The Virginia Commonwealth University College of Engineering has been selected to host the IEEE Magnetics Society Summer School June 2-7, 2019. The event, which is held on a different continent each year, will bring approximately 100 of the world’s top doctoral candidates in magnetics research to Richmond for a series of lectures on advanced topics in magnetism by international experts. This conference is funded by IEEE Magnetics Society, the National Science Foundation and VCU College of Engineering.
“We are honored to be the site selected to host the IEEE Magnetics Society Summer School. Our faculty are at the cutting edge of magnetics research,” said Barbara D. Boyan, Ph.D., Alice T. and William H. Goodwin Jr. Dean of VCU’s College of Engineering. “The summer school will give our students the opportunity to interact with leaders in the field, not only from North America, but also from around the world. Under the leadership of Ravi Hadimani, Ph.D., assistant professor in the Department of Mechanical and Nuclear Engineering, the program promises to be an exciting exchange of ideas.”

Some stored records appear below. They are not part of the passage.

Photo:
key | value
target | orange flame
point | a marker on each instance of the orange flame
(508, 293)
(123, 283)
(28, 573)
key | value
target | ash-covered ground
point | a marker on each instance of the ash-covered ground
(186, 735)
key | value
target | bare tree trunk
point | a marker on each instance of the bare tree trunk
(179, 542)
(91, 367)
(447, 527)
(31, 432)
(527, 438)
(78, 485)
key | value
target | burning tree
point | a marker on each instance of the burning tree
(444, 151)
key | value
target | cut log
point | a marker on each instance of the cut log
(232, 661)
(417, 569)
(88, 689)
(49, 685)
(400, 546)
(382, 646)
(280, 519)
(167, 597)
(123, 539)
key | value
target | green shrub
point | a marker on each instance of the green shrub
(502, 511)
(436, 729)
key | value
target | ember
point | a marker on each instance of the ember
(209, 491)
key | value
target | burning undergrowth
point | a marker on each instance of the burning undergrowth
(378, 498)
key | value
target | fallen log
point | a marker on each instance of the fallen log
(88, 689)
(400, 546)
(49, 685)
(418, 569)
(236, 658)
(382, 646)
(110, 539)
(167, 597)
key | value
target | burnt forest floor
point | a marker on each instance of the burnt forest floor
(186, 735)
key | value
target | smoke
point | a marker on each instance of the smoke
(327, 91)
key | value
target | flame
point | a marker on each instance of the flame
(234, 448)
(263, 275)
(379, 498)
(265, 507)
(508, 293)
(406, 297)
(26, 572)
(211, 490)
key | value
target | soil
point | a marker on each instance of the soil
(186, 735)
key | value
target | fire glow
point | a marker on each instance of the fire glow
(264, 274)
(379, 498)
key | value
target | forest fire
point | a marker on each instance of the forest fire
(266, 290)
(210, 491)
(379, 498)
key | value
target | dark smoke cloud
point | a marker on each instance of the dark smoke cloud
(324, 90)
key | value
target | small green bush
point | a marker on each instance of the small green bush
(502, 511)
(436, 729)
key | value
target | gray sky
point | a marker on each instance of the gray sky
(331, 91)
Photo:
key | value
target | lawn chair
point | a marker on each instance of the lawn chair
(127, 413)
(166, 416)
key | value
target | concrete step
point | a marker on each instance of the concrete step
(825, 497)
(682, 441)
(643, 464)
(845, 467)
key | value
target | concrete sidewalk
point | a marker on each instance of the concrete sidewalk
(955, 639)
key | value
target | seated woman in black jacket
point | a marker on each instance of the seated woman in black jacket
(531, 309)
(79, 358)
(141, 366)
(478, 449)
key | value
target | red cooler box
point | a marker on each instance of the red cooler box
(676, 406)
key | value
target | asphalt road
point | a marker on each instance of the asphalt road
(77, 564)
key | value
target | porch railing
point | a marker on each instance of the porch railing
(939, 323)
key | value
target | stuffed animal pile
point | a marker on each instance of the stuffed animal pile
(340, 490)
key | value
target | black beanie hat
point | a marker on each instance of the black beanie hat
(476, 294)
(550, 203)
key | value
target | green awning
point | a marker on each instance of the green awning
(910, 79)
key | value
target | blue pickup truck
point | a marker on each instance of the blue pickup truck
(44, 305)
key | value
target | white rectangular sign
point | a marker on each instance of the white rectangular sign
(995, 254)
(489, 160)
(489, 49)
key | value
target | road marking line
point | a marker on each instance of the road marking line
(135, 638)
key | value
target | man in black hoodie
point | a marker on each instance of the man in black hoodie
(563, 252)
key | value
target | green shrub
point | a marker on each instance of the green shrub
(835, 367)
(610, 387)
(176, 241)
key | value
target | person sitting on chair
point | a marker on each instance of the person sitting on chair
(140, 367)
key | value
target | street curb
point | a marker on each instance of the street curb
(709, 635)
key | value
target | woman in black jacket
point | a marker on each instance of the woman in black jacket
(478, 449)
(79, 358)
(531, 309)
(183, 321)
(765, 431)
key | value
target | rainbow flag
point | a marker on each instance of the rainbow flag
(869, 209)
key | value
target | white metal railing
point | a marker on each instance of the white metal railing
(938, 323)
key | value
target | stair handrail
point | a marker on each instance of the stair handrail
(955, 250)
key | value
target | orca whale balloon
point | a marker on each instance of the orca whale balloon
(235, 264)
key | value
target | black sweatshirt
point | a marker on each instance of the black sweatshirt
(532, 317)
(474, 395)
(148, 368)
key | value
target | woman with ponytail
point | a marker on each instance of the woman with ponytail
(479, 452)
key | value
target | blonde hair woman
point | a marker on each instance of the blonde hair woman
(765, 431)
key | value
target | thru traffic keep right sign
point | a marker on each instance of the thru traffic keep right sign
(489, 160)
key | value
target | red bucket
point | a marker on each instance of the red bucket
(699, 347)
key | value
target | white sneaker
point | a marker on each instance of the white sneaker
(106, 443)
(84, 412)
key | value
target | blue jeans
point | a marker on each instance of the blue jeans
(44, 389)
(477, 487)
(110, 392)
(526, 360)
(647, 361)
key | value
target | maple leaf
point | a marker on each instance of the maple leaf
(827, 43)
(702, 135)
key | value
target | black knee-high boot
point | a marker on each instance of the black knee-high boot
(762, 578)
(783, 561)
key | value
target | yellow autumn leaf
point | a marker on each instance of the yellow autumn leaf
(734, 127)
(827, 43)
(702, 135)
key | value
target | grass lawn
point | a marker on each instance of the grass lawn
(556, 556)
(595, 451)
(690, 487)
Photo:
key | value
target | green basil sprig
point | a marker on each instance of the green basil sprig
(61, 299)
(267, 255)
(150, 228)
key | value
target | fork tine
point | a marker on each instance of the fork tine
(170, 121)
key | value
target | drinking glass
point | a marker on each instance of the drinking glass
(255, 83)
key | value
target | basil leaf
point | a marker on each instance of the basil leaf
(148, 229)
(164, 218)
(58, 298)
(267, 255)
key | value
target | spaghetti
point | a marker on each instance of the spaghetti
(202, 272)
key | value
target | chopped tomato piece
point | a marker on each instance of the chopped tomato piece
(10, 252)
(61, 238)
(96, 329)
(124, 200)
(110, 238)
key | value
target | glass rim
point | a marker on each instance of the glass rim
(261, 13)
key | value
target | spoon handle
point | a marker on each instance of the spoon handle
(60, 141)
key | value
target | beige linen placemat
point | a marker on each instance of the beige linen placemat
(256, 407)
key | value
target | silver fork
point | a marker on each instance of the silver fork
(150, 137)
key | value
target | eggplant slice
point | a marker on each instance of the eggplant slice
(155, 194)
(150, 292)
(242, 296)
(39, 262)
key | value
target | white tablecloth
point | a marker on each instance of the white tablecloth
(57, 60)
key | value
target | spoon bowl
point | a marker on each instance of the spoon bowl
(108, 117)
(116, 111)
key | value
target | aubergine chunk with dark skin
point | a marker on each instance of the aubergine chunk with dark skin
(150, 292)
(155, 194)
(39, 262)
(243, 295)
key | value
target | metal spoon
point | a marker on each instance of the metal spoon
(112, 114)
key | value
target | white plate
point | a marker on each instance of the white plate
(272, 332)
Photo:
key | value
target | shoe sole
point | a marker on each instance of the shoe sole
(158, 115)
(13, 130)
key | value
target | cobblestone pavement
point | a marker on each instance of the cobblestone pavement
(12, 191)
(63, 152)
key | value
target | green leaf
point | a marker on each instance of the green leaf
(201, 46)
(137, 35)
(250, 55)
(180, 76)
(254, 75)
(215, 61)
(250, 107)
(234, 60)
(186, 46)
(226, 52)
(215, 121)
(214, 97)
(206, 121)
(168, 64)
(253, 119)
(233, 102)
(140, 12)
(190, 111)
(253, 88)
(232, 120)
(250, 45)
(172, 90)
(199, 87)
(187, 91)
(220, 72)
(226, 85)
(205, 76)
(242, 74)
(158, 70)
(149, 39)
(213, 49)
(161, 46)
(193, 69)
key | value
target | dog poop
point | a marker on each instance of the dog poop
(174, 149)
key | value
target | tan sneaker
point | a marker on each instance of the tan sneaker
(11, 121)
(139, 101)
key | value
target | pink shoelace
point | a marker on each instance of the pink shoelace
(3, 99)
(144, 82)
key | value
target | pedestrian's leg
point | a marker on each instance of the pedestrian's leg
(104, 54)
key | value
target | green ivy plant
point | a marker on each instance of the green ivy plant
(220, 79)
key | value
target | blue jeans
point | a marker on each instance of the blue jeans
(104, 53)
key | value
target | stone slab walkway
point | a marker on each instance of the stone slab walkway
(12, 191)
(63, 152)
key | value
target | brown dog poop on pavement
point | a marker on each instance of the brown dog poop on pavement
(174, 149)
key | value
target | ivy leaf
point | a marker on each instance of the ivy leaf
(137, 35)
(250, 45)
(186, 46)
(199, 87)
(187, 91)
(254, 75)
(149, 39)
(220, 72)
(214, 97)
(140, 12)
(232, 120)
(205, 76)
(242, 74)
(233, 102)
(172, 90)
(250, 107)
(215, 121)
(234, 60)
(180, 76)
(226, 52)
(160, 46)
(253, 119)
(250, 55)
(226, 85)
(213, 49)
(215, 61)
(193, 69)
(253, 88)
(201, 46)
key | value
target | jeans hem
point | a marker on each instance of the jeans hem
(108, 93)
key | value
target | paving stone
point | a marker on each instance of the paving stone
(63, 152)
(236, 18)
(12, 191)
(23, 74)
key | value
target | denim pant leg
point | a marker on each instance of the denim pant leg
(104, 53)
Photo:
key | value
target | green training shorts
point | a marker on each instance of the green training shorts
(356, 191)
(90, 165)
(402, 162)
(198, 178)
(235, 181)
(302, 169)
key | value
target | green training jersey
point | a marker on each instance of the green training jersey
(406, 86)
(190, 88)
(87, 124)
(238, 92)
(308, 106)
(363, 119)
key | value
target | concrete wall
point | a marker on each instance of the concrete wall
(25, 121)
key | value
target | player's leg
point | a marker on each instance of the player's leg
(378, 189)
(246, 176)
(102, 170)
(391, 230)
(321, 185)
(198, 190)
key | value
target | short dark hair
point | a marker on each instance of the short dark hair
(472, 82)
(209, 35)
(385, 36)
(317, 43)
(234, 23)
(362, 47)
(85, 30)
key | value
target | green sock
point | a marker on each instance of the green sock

The week will feature three speakers per international region, as well as four distinguished lecturers. Attendees will spend one day at the National Institute of Standards and Technology in Gaithersburg, Maryland. The conference also includes poster presentations by student participants, with opportunities to win research funding for exceptional projects.
Ravi Hadimani, Ph.D., organizer of the IEEE Magnetics Society Summer School at VCU, notes that the time is right for VCU to host this high-profile event thanks in large part to its impressive body of experts in the magnetics field. These include internationally recognized researchers Jayasimha Atulasimha, Ph.D., Qimonda Professor in the Department of Mechanical and Nuclear Engineering, and Supriyo Bandyopadhyay, Ph.D., Commonwealth Professor in the Department of Electrical and Computer Engineering. The university’s magnetics expertise continues to increase, with another specialist joining VCU Engineering in January 2019.
“VCU has always had a strong magnetics program with highly productive researchers in chemistry and physics as well as engineering,” he said. “Magnetics is reaching a critical mass at VCU, and we are ready for this visibility in the field.”